The U.S. Securities and Exchange Commission has charged a Toronto man with manipulating the market in four microcap stocks.

The SEC action, filed in federal district court in Philadelphia on Thursday, alleges that, from 2004 through September 2008, George Georgiou, “who controlled the publicly-traded stock of each company, manipulated the market for the purpose of artificially inflating each company’s stock price or to create the false appearance of an active and liquid market.”

“In order to do so, Georgiou used many nominee accounts that he either directly or indirectly controlled at offshore broker-dealers and banks, and used a variety of manipulative techniques, including matched orders and wash sales,” it adds, claiming that he realized at least US$20.9 million in ill-gotten gains from his manipulation schemes.
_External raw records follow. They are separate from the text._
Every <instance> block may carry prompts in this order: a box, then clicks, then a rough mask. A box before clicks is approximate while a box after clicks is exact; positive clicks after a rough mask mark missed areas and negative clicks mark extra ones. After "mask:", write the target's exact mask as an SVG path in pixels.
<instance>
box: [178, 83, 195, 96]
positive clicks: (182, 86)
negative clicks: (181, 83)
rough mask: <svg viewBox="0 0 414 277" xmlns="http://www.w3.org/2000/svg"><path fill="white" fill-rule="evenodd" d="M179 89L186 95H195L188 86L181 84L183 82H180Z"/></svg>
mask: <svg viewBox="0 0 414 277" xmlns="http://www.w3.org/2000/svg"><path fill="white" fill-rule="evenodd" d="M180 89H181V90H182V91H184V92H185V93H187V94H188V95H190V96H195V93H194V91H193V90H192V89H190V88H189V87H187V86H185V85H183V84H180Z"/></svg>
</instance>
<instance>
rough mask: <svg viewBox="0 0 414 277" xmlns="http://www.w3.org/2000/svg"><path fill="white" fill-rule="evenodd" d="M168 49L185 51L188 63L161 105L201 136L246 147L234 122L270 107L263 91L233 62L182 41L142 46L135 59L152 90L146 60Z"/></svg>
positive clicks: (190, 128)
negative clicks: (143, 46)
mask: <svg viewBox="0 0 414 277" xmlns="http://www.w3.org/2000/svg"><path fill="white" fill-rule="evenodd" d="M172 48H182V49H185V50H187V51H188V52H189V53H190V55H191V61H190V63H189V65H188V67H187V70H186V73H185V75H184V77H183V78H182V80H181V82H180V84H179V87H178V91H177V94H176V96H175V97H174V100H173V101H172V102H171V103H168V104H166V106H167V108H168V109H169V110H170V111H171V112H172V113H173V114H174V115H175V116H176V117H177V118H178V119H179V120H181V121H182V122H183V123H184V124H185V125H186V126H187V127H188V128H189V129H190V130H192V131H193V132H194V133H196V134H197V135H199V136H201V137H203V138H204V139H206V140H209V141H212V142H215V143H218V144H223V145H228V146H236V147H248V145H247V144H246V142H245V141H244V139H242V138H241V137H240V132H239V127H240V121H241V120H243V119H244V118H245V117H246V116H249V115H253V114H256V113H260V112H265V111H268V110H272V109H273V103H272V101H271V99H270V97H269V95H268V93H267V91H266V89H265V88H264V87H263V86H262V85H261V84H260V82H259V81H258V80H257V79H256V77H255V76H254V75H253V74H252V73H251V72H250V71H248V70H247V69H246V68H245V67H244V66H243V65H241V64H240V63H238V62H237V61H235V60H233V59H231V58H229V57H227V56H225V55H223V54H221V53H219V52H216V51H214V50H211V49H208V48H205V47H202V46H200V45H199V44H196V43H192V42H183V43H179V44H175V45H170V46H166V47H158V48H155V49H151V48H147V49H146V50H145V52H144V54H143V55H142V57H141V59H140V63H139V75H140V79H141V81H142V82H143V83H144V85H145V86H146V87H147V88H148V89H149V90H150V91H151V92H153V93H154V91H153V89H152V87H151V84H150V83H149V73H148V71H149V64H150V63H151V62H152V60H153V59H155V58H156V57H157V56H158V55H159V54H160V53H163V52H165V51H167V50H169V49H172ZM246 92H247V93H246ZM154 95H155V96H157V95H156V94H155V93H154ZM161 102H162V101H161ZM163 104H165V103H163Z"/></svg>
In addition to the enforcement action, the commission also suspended trading in the securities of the four stocks for a 10 day period. They are Avicena Group, Inc. of Palo Alto, Ca., Northern Ethanol, Inc. of Toronto, Hydrogen Hybrid Technologies, Inc. based in Pickering, Ont., and Stock-Trak Group, Inc. of Montreal, Que.

The SEC said that the U. S. Attorney for the Eastern District of Pennsylvania today separately announced criminal charges against Georgiou involving the same conduct.

None of the allegations have been proven.